Un tiempo de desigualdades en alza, sobre todo entre quienes pueden acceder a dólares y quienes no, porque tienen contactos con la burocracia, trabajan en el sector turístico o tienen la suerte de tener familiares en Estados Unidos en condiciones de enviarles remesas.
“Son los jóvenes que no se pueden ir del país —dijo Chaguaceda—. Los que no reciben dólares, o que reciben muy pocos, y que no están en el turismo, donde emplean mayormente a blancos y blancas. Es la masa que las elites del régimen cubano y sus intelectuales orgánicos llaman marginales. Son hijos de madres solteras cuyos padres padecieron alcoholismo y los abandonaron o murieron en el estrecho de la Florida tratando de llegar en balsa. Esa gente tiene que delinquir en la economía informal para sobrevivir en el día a día. Viven en barrios a veces sin asfalto ni servicios básicos. No han recibido nada del régimen que no sea hipocresía, promesas y un discurso alejado de la realidad. Lo poco a lo que acceden es lo que pudiera recibir un pobre en cualquier país de América Latina con una mínima capacidad estatal e infraestructura urbana: una educación básica muy degradada, ciertas condiciones de atención de salud también degradadas, una canasta básica que sólo cubre diez días del mes en la capital y que en el interior incluso menos, un transporte público inexistente y apagones recurrentes”.
Esa es la generación de Luis Manuel Otero Alcántara, el artista y activista de 33 años que desde 2018 ha sido arrestado decenas de veces por sus performances que desafían las restricciones impuestas por el régimen y que son un grito de libertad sin el cual tampoco podría haberse llegado al 11 de julio. Es uno de los referentes del Movimiento San Isidro, que reúne a artistas e intelectuales jóvenes que ya no quieren irse, sino que con notable creatividad reclaman que los dejen ser en su país.
Si esta nueva generación nunca reverenció a los líderes de la Revolución Cubana, mucho menos respeto va a tener por quienes los están sucediendo en los altos mandos del gobierno. Miguel Díaz-Canel, presidente desde 2018, cuando Raúl Castro le cedió el mando, es blanco de humillaciones por las que nunca habían pasado los hermanos Castro. Que en manifestaciones públicas le griten Díaz-Canel “singao”, un cubanismo muy despectivo que significa malvado, muestra hasta qué punto los jóvenes cubanos están hoy desprovistos del temor y recogimiento que caracterizaba a muchos de sus padres en su relación con el poder.

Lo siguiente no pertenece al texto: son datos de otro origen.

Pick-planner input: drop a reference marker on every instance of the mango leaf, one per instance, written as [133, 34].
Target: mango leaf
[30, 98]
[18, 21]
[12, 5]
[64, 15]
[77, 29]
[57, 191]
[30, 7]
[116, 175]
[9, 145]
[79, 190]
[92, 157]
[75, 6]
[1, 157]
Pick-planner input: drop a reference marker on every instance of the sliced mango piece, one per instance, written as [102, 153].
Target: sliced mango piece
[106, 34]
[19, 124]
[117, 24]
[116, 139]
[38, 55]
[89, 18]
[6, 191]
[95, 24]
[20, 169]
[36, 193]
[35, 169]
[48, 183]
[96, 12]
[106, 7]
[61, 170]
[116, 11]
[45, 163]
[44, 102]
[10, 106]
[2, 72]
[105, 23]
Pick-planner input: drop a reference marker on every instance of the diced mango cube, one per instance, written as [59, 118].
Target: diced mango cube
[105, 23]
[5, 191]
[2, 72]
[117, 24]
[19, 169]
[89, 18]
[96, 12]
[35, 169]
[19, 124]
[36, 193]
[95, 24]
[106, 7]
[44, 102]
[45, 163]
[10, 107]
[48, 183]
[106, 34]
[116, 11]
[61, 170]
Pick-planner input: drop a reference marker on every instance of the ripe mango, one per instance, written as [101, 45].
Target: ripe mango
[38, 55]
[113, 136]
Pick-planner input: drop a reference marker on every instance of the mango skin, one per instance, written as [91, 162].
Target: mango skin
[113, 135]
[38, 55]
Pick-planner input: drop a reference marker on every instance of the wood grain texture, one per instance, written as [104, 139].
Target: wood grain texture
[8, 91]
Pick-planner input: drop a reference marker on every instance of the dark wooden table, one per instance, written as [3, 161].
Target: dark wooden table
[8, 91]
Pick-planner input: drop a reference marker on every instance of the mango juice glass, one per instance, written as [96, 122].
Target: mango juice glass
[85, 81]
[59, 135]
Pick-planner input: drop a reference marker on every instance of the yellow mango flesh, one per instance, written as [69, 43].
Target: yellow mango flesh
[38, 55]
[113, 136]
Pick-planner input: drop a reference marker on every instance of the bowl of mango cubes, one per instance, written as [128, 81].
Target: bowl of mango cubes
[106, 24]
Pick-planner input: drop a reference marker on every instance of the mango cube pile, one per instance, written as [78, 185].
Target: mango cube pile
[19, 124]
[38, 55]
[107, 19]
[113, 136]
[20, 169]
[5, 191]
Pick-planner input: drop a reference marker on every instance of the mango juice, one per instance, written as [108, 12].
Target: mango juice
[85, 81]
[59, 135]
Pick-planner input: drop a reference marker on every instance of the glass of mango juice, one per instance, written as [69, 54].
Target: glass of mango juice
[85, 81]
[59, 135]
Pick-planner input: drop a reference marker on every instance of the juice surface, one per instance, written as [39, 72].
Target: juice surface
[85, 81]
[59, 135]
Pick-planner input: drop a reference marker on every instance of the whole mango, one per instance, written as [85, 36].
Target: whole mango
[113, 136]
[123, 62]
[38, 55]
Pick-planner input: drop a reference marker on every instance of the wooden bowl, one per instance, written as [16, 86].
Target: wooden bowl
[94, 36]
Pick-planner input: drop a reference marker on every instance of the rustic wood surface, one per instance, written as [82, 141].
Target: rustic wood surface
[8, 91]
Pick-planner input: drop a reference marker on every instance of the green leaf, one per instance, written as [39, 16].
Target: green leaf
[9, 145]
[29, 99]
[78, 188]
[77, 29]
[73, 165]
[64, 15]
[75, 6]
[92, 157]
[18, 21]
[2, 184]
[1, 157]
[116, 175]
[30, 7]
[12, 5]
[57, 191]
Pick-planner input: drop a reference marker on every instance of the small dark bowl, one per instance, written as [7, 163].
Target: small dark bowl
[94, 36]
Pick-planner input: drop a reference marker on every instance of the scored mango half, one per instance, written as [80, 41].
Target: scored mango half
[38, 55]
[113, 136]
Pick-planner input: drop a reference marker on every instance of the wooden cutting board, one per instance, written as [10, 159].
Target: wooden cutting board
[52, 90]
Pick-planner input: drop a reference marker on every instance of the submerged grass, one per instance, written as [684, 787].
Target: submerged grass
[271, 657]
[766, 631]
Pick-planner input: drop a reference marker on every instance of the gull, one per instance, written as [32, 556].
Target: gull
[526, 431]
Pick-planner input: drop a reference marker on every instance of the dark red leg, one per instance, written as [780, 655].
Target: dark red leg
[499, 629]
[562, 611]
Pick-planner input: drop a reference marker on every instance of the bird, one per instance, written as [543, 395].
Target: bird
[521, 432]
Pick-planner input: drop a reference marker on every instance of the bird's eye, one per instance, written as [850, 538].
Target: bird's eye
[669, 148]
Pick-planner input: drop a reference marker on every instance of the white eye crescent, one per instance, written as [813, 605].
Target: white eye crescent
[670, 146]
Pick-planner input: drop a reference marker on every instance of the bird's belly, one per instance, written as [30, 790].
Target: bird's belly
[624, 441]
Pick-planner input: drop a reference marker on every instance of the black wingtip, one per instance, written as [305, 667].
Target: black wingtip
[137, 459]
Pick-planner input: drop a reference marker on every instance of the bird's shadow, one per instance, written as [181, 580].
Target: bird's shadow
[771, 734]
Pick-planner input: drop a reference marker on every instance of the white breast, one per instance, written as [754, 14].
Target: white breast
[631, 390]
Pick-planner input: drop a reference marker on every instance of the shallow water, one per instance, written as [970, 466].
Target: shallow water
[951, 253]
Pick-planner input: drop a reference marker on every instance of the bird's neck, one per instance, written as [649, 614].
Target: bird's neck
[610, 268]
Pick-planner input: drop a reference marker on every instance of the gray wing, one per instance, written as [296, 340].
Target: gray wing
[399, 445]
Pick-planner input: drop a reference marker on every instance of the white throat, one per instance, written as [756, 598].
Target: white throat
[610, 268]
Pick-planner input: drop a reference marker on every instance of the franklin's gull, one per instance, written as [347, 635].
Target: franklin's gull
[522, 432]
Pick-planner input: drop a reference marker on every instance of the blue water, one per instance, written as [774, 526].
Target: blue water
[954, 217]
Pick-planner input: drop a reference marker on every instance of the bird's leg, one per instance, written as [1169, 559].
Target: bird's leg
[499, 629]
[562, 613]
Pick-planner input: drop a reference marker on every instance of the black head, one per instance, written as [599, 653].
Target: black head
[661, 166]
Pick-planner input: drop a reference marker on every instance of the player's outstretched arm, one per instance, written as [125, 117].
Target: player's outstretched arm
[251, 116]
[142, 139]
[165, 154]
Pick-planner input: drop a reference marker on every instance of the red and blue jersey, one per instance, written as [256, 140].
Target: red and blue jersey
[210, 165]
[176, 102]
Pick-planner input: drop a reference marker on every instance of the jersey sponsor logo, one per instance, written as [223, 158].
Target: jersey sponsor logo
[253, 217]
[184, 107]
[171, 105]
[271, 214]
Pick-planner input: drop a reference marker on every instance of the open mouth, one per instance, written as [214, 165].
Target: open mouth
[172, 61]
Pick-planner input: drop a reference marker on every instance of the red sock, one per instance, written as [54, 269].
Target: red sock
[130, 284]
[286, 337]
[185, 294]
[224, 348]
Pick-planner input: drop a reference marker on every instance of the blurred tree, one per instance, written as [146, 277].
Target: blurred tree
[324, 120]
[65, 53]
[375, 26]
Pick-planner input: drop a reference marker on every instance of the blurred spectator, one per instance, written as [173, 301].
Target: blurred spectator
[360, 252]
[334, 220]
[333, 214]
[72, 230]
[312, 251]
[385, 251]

Y para ellos la posibilidad de irse ya no es tan atractiva como para los que vinieron antes. En parte, porque en 2017, en una de sus últimas medidas como presidente de Estados Unidos, Obama puso fin a la política de “pies secos, pies mojados”, que les permitía a los cubanos que pisaran suelo estadounidense obtener automáticamente un permiso de residencia. Pero también porque tienen una actitud diferente ante la vida.
“El potencial migratorio sigue siendo inmenso, porque la frustración es de igual tamaño. Lo que sucede es que no hay para donde ir”, explicó Michel Suárez, periodista y experto en comunicación cubano y español, consultado por Infobae. “El fin de la ley de pies secos, pies mojados cortó casi todo el flujo de gente que se lanzaba al mar. Aunque siguen llegando algunos, y otros desaparecen en el estrecho de la Florida. Se arriesgan a morir o a que Estados Unidos los devuelva a Cuba, pero lo intentan. Antes, cuando Ecuador no exigía visa, viajaban allí y hacían una peligrosa travesía por las selvas centroamericanas hasta llegar a la frontera entre Estados Unidos y México. Pero todo eso terminó. Así que, como decimos los cubanos, el dominó migratorio está trancado, y la olla de presión revienta dentro del país. En otra época, el castrismo abría las puertas y salían los descontentos. Ahora no hay para dónde ir”.